Based on that belief he explores communities that are less developed in modern sense. As a result he found people who are still committed to the rasa and the akal budi that are the basis of Javanese traditional morality. These people do not realize what modernity is even in the slightest sense. Considering the ignorance, Heri Dono sees these traditional people survived in dealing with the modern world. Through twisted logic they can even make breakthroughs.

In doing the collaboration Heri Dono tends to make works out of thrown away things for example used radios or used Coca-Cola cans. On this he stated that it is not significant to consider this tendency as showing his art.

It is more important to see the using of thrown away objects as a reflection of efforts of urban poor people using their artistic sensibility to survive in difficult economical situation. To Heri Dono the tendency to recycle junks and thrown away things among the poor people is an innovation that is based on artistic compassion. In his perceptive the innovation is a cultural matter. “The facts show the efforts of poor people using tradition to survive in difficult modern situation. The creations show how tradition continuously makes breakthroughs not for the sake of artistic means but more for survival means,” he said.

Up until now Heri Dono works with mechanics to develop machinery of his installation out of components of used transistor radios. He knows quite well the people who help him., “They work every day at their small radio shops repairing used transistor radios. There are thousands of them in Yogyakarta. After repairs they sell the radios cheaply to the grassroots,” he said. The used radio business is again a cultural matter for Heri Dono. In his reading, he sees the mechanics have made devices out of invaluable things and by selling them, they provide information and entertainment among the grassroots. This attitude indeed is far different from behavior of consumerist society that easily throws away things like clothes, televisions, furniture, even cars that actually are still good and useful.
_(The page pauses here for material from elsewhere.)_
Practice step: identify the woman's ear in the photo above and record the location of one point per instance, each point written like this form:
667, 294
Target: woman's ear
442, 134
It is a matter of fact in traditional Javanese society every person is a craftsman since they make their own utensils. However they also make work of arts. The term for doing this kind of work is penciptaan. The direct interpretation of the term penciptaan is creating. However, seeing it more precisely the term has a unique meaning. The word penciptaan derived from a term cipta that means imagination, hopes, fantasy, dreams, also communal idealism relating to share values in daily life.

Correspondingly penciptaan means making dreams, fantasy and idealism become tangible or visual, through the capacity of hands by enforcing rasa (a kind of intuition) and the feeling of beauty that goes beyond sensation. This artistic practice is far from expressing opinions or making statements. Related to this activity, art in Javanese is kagunan that point out an activity of emitting feelings that expresses the beauty of moral ethics. The term kagunan derived from the term guna which means an insightful idiosyncrasy of a person.

Perceiving that artistic sensibility, Heri Dono asked the common people to collaborate with him in making works of art. The people who actually are craftsmen accepted graciously the invitation. In the process of collaboration, these people do not just help Heri Dono doing the production. They also give him advises and ideas. At the end, they together created works that not only show Heri Dono’s convictions. The works also show surprisingly dreams, fantasy, hopes and beliefs of the poor urban in facing today’s reality. Considering this Heri Dono’s collaboration project opens the opportunity of including societal dreams, idealism, hopes and fantasy. The inclusion will enrich Heri Dono’s representation of the today’s reality.